Assignment Guide
BUS5111 Unit 6 Written Assignment
Question
Submit a written paper which is at 2-3 pages in length, exclusive of the reference page. The
Abstract is not required or needed. Papers must be double spaced in Times New Roman font
which is no greater than 12 points in size. The paper should cite at least one additional (peer-
reviewed) source independent of the textbooks.
In this paper, please discuss the following case study. In doing so, explain your approach to the
problem, support your approach with references, and execute your approach. Provide an
answer to the case study’s question with a recommendation.
Case Study:
A local family business is facing a dilemma. Dottie’s Grocery has been a landmark company in a
small city located in the United States. Over the past 45 years, what began as a single fresh fruit
and vegetable store, has now become a full-service grocery store chain with many stores
throughout the city. Dottie’s is incorporated with only 7 shareholders, which are all family
members. They are faced with a decision on how to raise much needed capital to maintain its
current business operations and to allow the possibility of growth in the future. The family
believes it needs an additional $23 million dollars. This sum is too large for a bank line of credit
and no one in the family has additional funding to invest into the company. The family is
considering other alternatives.
One alternative is to publicly issue debt (corporate bonds), the other alternative is to issue
common stock to the public. Using your expertise in financial management, you have been
asked by the management team of Dottie’s Grocery to conduct an analysis of the current
situation and provide a summary of your recommendations. In your summary you must:
Describe the process (in detail) of how a public offering occurs.

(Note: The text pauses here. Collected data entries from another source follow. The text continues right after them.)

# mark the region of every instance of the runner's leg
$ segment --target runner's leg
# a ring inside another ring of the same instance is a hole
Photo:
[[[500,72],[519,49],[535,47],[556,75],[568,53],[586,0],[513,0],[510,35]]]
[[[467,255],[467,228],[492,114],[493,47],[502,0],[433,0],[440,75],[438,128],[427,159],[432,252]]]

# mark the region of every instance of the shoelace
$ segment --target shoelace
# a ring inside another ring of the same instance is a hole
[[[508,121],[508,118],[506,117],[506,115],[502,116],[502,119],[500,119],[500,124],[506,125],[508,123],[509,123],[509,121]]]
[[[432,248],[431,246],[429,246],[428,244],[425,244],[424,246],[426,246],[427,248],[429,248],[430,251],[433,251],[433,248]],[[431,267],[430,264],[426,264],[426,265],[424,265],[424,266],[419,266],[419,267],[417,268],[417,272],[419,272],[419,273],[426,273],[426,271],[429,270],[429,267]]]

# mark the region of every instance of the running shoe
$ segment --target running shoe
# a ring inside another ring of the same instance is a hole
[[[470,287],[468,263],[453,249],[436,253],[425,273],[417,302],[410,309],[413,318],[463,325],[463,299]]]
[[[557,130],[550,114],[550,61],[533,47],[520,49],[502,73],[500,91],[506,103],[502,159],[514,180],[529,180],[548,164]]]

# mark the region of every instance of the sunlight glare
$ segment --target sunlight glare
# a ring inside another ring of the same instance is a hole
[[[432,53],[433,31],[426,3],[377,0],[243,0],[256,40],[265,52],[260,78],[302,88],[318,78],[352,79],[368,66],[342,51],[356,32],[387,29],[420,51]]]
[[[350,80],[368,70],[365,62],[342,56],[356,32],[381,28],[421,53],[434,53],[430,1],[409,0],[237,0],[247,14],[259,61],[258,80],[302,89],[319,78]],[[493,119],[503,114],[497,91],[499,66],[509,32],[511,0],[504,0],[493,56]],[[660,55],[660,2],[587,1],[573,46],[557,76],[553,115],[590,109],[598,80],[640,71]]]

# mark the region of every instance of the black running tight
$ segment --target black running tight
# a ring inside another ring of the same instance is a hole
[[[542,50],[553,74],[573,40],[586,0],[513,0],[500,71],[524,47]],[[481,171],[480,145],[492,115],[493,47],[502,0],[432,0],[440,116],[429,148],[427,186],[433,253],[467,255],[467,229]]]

o A chronological account of how most public offerings would be an appropriate
format, although not required.
Discuss the impact and implications of each alternative.
Explain how each alternative affects control over the company.
As a small family business, the internal affairs and finances of the company were well
guarded from the public view by the family.
o As a new IPO, how would the guarding of their finance change?
o What are the financial reporting effects of this decision?
o How will additional debt impact future earnings?
o How will new stockholders change the management of the company?